Before actually studying the data mining capabilities of Analysis Services, let us briefly look at some terminology generally used while discussing data mining.
Understanding Terms used in Data Mining
A case is the term used for the facts being studied. The data used to study these facts are called case sets. Each data mining case has a unique identifier called a key. Descriptive pieces of information are called attributes or measures. The case may contain information about a single table or from multiple tables. If there are multiple tables from which data is derived, such a case is defined as a case with nested tables. The hierarchical attributes of a case that can be conveniently grouped are called dimensions of the case.
Clustering breaks down large chunks of data into more manageable groups by identifying similar traits. The clusters provide description of the attributes of the members in each cluster. It is often the first technique that is used in a project and the data is used as a source of future mining efforts as it highlights promising areas to investigate. Microsoft SQL 2000 Analysis Server uses a Scaleable Expectation Maximization algorithm to create clusters based on population density. The advantage of this process is that it requires only a single pass over the entire data and the algorithm creates clusters as it passes and the centers of these clusters are adjusted as more data is processed. It provides reasonable results at any point during its computation. Moreover, it works with a minimum amount of memory.

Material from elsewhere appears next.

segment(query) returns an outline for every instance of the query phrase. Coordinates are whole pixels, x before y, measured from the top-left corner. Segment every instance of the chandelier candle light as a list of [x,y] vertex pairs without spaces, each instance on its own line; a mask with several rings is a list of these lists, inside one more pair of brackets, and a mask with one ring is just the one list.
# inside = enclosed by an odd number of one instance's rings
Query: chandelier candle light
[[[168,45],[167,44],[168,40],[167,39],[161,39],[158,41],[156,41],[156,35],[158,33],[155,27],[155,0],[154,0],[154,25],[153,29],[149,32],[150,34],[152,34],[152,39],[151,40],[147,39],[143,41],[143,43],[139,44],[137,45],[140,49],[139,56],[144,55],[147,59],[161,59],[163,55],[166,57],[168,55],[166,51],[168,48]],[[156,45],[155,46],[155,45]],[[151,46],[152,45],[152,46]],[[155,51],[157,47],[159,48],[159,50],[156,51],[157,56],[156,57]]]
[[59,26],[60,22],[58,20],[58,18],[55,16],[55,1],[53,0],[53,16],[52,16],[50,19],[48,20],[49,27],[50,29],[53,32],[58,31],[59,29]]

The strengths of clustering is that it is
1. Undirected
2. Not limited to any type of analysis
3. It handles large case sets
4. Uses minimum memory.
Its weaknesses are:
1. Measurements need to be carefully chosen
2. Results may be difficult to interpret
3. Has no guaranteed value
Another technique used in data mining is the Decision Tree. The Decision tree is used to solve predictive problems. For instance it may be used to predict whether a customer will purchase a particular brand of a product at a particular store in a given geographical location. The algorithm identifies the most relevant characteristics and defines a set of rules that give the percentage of probabilities that new cases will follow the pattern identified.
The decision tree is created using a technique called the recursive partitioning. This algorithm defines the most relevant attributes and splits the population of data on the basis of the attribute. Each partition is called Node. The process is repeated for each subgroup until a good stopping point is found. This may be the point at which all nodes meet the criteria or there are no more nodes that meet the criteria. The last group of cases in the decision tree is called a Leaf node. When all the leaf nodes in a decision tree have only one value the model is said to be over fitted. An over fitted model has the danger of providing unrealistic predictions.
The decision tree model has the following strengths:
1. It provides visual results
2. It is built on understandable rules
3. It is predictive
4. It enables performance for prediction
5. Shows what is important.
On the other hand the weakness of this model is that:
1. It can get spread too thin
2. Performance of training is very expensive as the cases in the node are stored multiple times.
While doing a data mining analysis three distinct types of data sets are used. The initial set of data that is processed and saved for future use is called a training set. This data is used to ‘teach’ the model about the population of data being analyzed. The second set of data required are called test cases. This set is used to build confidence in the hypothesis. Some known attributes are omitted to help us confirm that the model correctly predicts the missing values. The third type of data set used is the evaluation set. The evaluation set focuses on the investigation. It is the final set of cases in which we process the situational data. The model is used to predict behavior based on what the mining activities have learned and is used to drive business strategy.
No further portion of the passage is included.